Sowohl die Erstaufnahmeeinrichtung als auch die Zentrale Ausländerbehörde in Dortmund wurden 2016 geschlossen. Archivbild: Alexander Völkel für Nordstadtblogger.de

Das Areal an der Glückaufsegenstraße hat eine bewegte Geschichte und unterschiedliche Nutzungen hinter sich. Vor allem die EAE erhitzte die Gemüter insbesondere der Nachbar:innen. Denn die ehemalige Schule bzw. das Internat war stark frequentiert. Zeitweise wurden hier 80 Prozent der in NRW ankommenden Flüchtlinge durchgeschleust – 27 Prozent der ankommenden Geflüchteten bundesweit. 

Darauf aber – auch mit Blick auf die verkehrstechnische Erschließung    war das Gelände nicht ausgelegt. Denn in der Spitze waren es 300.000 Menschen im Jahr, die dort ankamen und landesweit verteilt wurden. Das ist schon lange Geschichte. Nach der Schließung der Einrichtung Ende 2016 wurde es vermeintlich ruhig. 

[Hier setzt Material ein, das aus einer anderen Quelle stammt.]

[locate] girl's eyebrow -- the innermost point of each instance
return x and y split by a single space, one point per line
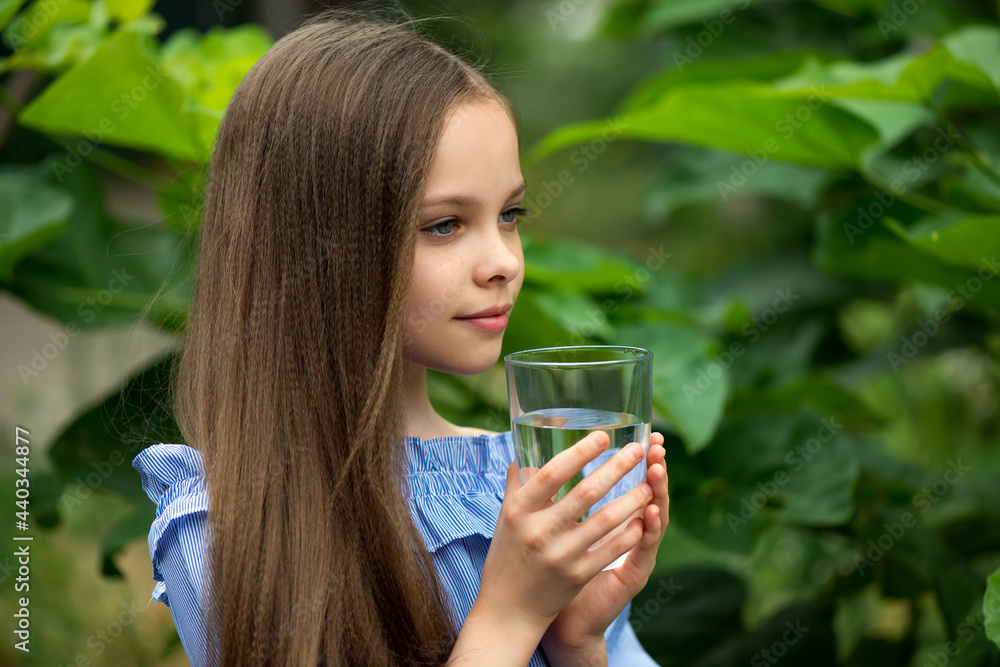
466 201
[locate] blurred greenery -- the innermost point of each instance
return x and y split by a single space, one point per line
794 205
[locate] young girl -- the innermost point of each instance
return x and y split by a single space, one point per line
360 227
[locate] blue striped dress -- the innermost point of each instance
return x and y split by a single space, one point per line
454 487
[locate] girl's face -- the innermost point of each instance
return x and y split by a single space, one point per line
468 255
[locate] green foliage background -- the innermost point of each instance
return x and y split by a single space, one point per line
794 205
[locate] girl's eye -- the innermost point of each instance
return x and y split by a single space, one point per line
516 213
447 227
440 224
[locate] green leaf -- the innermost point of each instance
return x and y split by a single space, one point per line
31 28
573 265
979 47
701 176
134 525
103 273
95 452
210 66
34 214
8 8
121 96
963 241
674 13
991 607
817 392
689 388
760 69
846 248
128 10
579 315
790 125
531 326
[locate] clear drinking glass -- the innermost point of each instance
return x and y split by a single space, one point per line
558 395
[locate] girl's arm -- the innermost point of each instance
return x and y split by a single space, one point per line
496 638
539 560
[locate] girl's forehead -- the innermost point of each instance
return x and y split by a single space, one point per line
477 154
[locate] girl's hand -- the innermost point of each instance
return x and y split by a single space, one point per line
581 624
539 559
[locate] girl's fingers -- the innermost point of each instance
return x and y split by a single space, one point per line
611 516
601 556
543 485
644 553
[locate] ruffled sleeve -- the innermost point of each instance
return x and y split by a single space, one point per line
173 477
455 485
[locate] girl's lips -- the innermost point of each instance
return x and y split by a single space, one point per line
488 324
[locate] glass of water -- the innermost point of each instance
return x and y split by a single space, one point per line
558 395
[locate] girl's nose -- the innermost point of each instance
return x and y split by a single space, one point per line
501 259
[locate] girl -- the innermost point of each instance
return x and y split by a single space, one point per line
360 227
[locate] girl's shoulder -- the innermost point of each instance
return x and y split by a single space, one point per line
163 466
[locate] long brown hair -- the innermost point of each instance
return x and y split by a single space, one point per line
291 377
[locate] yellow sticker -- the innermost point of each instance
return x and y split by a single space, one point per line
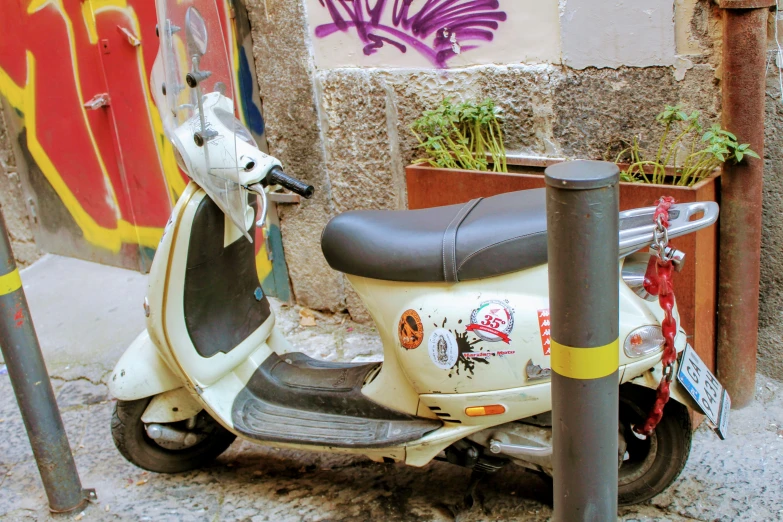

Der „Lost Place“ als Anziehungspunkt für Metalldiebe und Vandalen

Doch die große eingezäunte Anlage war als „Lost Place“ ein willkommenes Ziel für Neugierige, Metalldiebe und andere Vandalen. Zahlreiche Einsätze der Polizei gab es, obwohl die Stadt einen Wachdienst für das Gelände engagiert hatte. Doch dessen Patrouillen – zweimal tagsüber und dreimal nachts – schreckten nicht ab. 

Überall gibt es Zerstörungen am Gebäude. Archivfoto: Leopold Achilles

Es gab dutzende Einsätze der Polizei: Bei den Straftaten handelte es sich um Ruhestörungen, Metalldiebstähle im und am Gebäude (Leitungen, Heizkörper) und Sachbeschädigungen/Vandalismus (Scheiben einschlagen, Farbschmierereien). Zudem gab es Brände, die von der Feuerwehr gelöscht werden mussten.

Die Nachbarschaft wünscht sich daher einen Abriss, um dem Treiben ein Ende zu setzen. 2022 wurde dann der Abriss beschlossen. Denn was die ungebetenen Gäste nicht erledigten, besorgten über Jahre Wind und Wetter. Denn kaum ein Fenster ist noch intakt, alles Wertvolle wurde herausgerissen. Die Gebäude sind schrottreif und teils nicht mehr verkehrssicher, so dass sie auch keiner neuen Nutzung zugeführt werden können – so zumindest die Aussage 2022.

30.000 Quadratmeter Fläche sollten seit 2022 entsiegelt werden

Daher wollte die Stadt Dortmund „nun (endlich)“ die Gebäude abreißen lassen. Sie bereite den Abbruch der ehemaligen Erstaufnahmeeinrichtung an der Glückaufsegenstraße vor. Durch den Abbruch der EAE werde eine ca. 30.000 Quadratmeter große Fläche entsiegelt und könne unter Berücksichtigung aktueller klimarelevanter Aspekte entwickelt werden – so der Plan vor zwei Jahren. 

Archivfoto: Leopold Achilles

Das Gelände war nach Einschätzung der Stadt aufgrund seiner räumlichen Lage und einem günstigen ÖPNV-Anschluss für eine Wohnnutzung geeignet. Hierzu bedürfe es noch der Aufstellung eines entsprechenden Bebauungsplans. Mit dem Abbruch der Gebäude und der Freiräumung des Geländes würden daher wichtige städtebauliche Ziele für eine spätere Wohnnutzung der Fläche gesetzt. 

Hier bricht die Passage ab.